The next confusing step was, what ldapgroup is using for searching for the groups in the DB. Is it using the current user..or when method 2 is selected, the "global reader" ? We should really clear that out, before people fail because of there server ACLs and that confusing "how is auth, read, write handeled" ? And i think we should, in any case, give the Admin the possibilty to define diffrent "Single Global Reader User" for Auth and Group search, because its not stupid making the groups not readable to everyone..just to a single user which opporates only for that reason. Or in case, method 1 is chosen, but the normal user has no read access to his group ( what is not that stupid ), the "Single Global Reader User" of LDAP-Group should do the job then.

To clear it all out:

Auth Methods for : Ldapauth:

@kreaper Yes I've tried with a fresh install of drupal 5.0 several times now. I install the module in sites/all/modules, it shows up in Site Building->Modules. I enable it. Seems fine. Go to Site Configuration -> LDAP Auth and setup my server. Same values as I use with the 4.7 version. (I also noticed that the port number does not redisplay when you open that servers configuration, but I keep putting it in because if I save the config with it blank it does indeed wipe out the value in the db).... Everything looks fine, but when I try to login with any LDAP account I'm denied. It looks like the 4.7 version but something is different under the hood (besides just storing the servers in a table) because I'm using the exact values I used in 4.7 and it still works fine. I setup a new 4.7 install just to make sure I wasn't doing something there that I was forgetting in 5.0

I am having the same experience like #64. Who was able to get this working on Drupal 5 ?
I tried to download module from here but to no avail.
Can someone post step by step instructions and download links. Please.

All

Currently this project is orphaned. However, have no (well, not too much atleast) worries. scafmac and I are going to take a shot at maintaining this module. This thread is becoming to unwieldy to follow. So I am thinking of doing this:

a) create a 5.0 branch and field 5.0 issues there
b) start a joint documentation page.

-- atleast for starters.

Please hold off on your patches and questions till scafmac and I get a chance to see where all the stuff is and get organized.

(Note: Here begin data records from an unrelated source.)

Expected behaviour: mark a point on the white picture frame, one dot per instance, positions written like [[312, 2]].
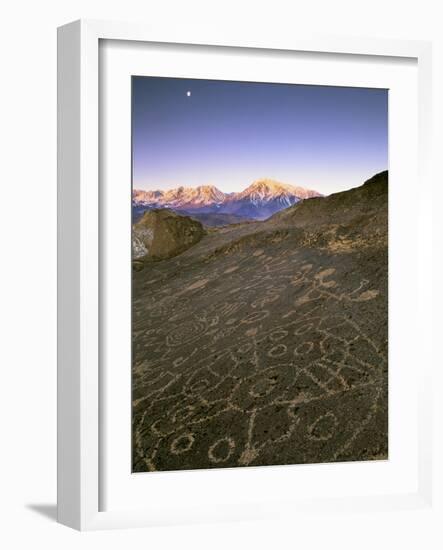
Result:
[[80, 444]]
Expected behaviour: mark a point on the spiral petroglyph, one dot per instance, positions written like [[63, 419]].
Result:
[[266, 342]]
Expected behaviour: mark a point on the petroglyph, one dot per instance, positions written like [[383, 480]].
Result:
[[256, 348]]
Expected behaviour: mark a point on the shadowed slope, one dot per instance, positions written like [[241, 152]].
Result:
[[266, 343]]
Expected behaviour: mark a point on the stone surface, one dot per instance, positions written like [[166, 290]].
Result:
[[266, 343]]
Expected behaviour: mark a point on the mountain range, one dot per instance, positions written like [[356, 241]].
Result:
[[264, 342], [259, 201]]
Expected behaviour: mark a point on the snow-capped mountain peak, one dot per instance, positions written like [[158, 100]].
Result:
[[259, 200]]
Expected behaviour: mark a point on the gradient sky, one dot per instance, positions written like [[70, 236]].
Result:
[[229, 134]]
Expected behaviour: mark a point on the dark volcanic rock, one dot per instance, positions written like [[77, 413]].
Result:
[[266, 342], [162, 234]]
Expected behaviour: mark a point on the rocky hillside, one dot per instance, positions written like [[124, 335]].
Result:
[[162, 234], [267, 342], [259, 201]]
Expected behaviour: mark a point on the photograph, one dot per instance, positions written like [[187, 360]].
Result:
[[259, 274]]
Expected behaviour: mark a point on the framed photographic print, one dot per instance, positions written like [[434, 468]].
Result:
[[234, 222]]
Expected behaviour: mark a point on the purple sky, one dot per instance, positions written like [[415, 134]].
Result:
[[229, 134]]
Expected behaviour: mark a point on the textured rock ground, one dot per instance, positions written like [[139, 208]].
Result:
[[266, 343]]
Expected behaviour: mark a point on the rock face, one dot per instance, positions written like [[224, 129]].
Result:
[[267, 342], [162, 234], [260, 200]]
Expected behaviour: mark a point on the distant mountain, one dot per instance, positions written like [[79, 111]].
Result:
[[261, 199], [181, 198], [265, 197]]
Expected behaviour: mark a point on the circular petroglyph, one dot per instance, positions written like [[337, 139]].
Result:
[[221, 450], [325, 273], [278, 335], [304, 328], [198, 284], [277, 351], [199, 386], [182, 444], [182, 414], [185, 333], [304, 348], [244, 348], [323, 427], [367, 295], [255, 317], [264, 386]]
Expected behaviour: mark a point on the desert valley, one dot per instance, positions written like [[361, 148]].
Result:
[[260, 326]]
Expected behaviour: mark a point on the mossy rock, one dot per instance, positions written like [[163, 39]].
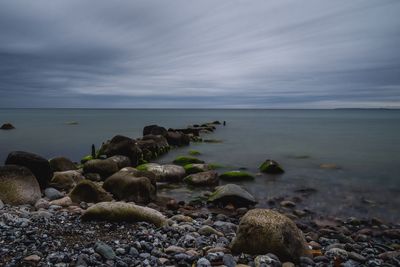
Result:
[[271, 167], [123, 212], [194, 152], [236, 176], [263, 231], [184, 160]]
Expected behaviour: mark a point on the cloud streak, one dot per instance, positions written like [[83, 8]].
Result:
[[221, 54]]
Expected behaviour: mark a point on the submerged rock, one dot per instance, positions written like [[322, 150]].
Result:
[[38, 165], [124, 185], [60, 164], [90, 192], [264, 231], [271, 166], [184, 160], [232, 194], [207, 178], [123, 212], [18, 185], [236, 176]]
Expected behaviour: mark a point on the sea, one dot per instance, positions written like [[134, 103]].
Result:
[[361, 147]]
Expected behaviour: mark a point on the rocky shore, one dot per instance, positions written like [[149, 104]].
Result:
[[106, 211]]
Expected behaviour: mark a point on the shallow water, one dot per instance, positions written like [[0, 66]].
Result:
[[364, 144]]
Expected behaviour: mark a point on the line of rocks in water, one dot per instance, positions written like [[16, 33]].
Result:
[[106, 212]]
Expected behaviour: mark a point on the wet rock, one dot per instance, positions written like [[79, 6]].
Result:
[[61, 164], [236, 176], [232, 194], [90, 192], [123, 212], [271, 166], [124, 185], [66, 180], [207, 178], [18, 185], [104, 168], [38, 165], [261, 231]]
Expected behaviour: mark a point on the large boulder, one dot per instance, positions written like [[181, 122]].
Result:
[[177, 139], [122, 145], [38, 165], [18, 185], [124, 185], [104, 167], [207, 178], [164, 173], [154, 130], [271, 166], [232, 194], [60, 164], [123, 212], [90, 192], [263, 231], [66, 180]]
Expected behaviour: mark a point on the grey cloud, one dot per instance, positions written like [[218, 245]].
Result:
[[262, 54]]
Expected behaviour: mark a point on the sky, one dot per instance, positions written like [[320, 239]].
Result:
[[200, 54]]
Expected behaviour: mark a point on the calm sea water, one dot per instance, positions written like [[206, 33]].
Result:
[[365, 144]]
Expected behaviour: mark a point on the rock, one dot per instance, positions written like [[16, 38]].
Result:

We are also looking for volunteers for documentation/maintenance etc -- so please join!
Clearly there is a lot of demand for this project ...

I fixed up several bugs with the 5.0 port and created a new branch DRUPAL-5. The download package should be available soon (next time the packaging cron runs on drupal). With that said, please start posting your bugs and patches under the new branch..

The 5.0 Branch and code is now available for download and testing. Also, HEAD now represents nightly commits, as it should. Please download the new code and submit bugs, bug fixes and issues to the appropriate version-ed queue.

This issue is now tagged as fixed and is marked for closing.

kreaper,

OK, so this thread may be closing, but I just want to say THANK YOU!

Jim

you are welcome. collaborative development is cool!

I think the ldapdata.module allows that. @rooey volunteered to port that to the new codebase and post it when available.
right rooey ? :)

Yep, that is, if it's still needed, I got tied up on other stuff, but I have my trusty assistant looking at it.

Do you still need it?

I haven't checked the "official" module yet.